Britain has also proposed buying a 51% government interest, or "participation," in private companies' ventures in the North Sea. Supposedly, this would eventually steer half the oil revenues and profits to the nation's treasury. But oilmen, and even a few government officials, see little point to participation. Britain can get its proper share of the spoils through tax and conservation laws already on the books, or headed for passage, without buying control.

Norway's policy has been to tap its oil wealth slowly, so as not to bring in gushers of money all at once and disrupt the economy. Unlike Britain, though, Norway has firmly made up its mind as to what role the government should play. Through Statoil, the state oil company, Norway controls most of its oil industry. It buys up to 75% interests in production ventures; Statoil and Mobil along with other oil companies are partners in Statfjord, Norway's biggest oilfield yet (3 billion bbl. in reserves). Headed by Arve Johnsen, a 41-year-old economist and lawyer, Statoil aims to become a fully integrated company, exploring, drilling, producing and refining oil. It already owns participation rights in 38 exploration areas, or "blocks," off Norway's coast.
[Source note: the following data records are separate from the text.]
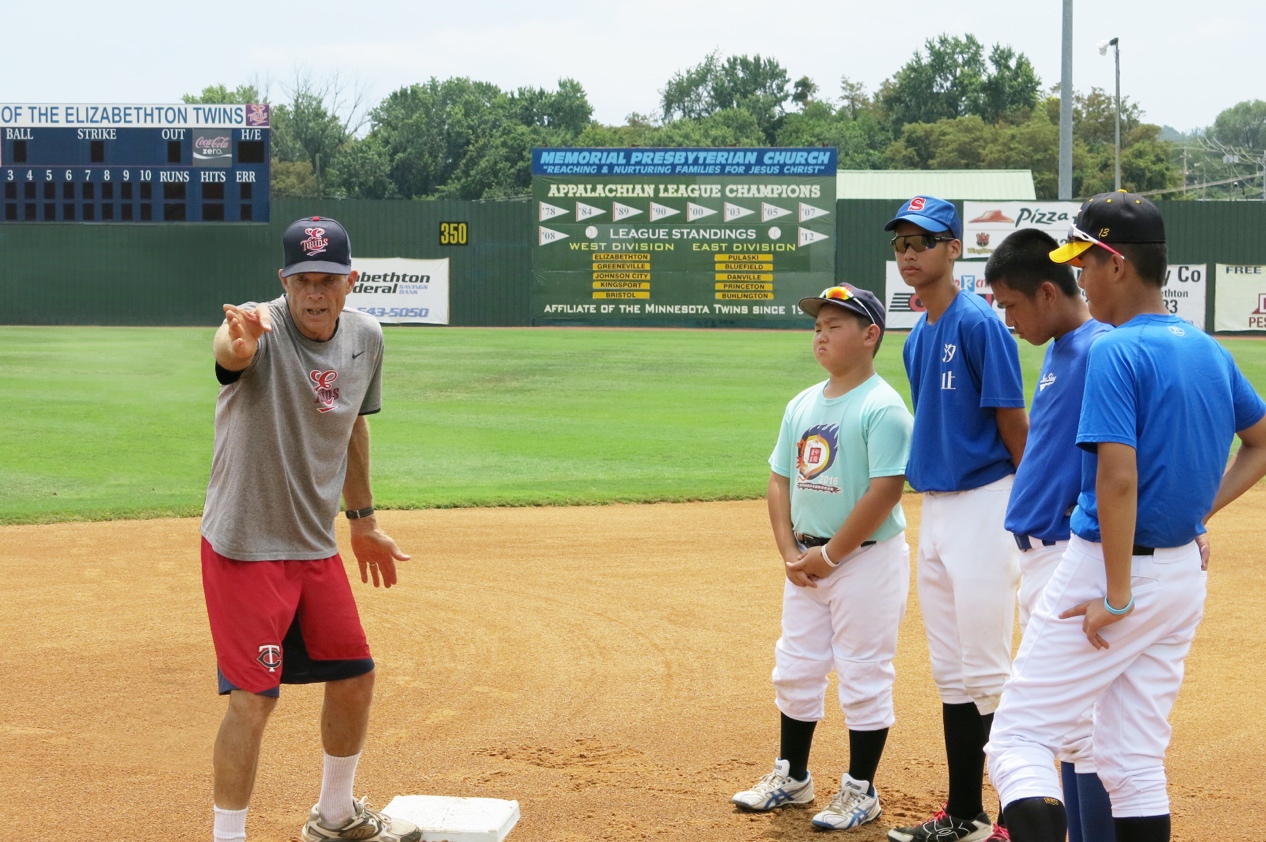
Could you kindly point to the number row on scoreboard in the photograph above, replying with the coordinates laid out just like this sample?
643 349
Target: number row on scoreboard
125 175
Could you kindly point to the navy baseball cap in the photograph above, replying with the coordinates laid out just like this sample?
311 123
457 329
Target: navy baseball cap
1108 219
931 214
850 298
317 245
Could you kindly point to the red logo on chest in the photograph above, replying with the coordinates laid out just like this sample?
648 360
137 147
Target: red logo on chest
323 384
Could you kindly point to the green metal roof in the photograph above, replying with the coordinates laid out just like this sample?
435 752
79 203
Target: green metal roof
1015 185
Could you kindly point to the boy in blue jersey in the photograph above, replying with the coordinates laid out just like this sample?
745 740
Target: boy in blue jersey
1043 304
969 436
834 499
1113 627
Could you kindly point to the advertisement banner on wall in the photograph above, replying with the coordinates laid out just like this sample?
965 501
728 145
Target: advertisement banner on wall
1240 303
1185 296
726 237
1186 291
399 290
988 223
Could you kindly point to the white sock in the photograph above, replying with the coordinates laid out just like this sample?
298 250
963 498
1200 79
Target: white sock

Newer Frontier. There is little doubt among oilmen now that the North Sea will pay off for its biggest gamblers, although just how much remains to be seen. For whatever oil it has left over for export, Britain should find a ready market in Western Europe; about one-fifth of Europe's energy may eventually come from the North Sea. Norway is already feeling pressure to speed up development from industrialists eager to spur the economy, and it probably will do so in the chillier, deeper and more treacherous waters above the 62nd parallel where even richer oil deposits may lie. Already there is preliminary exploration activity far from the North Sea—running off the Irish coast, even north into Greenland. Still a frontier itself, the North Sea is already serving as a steppingstone to another.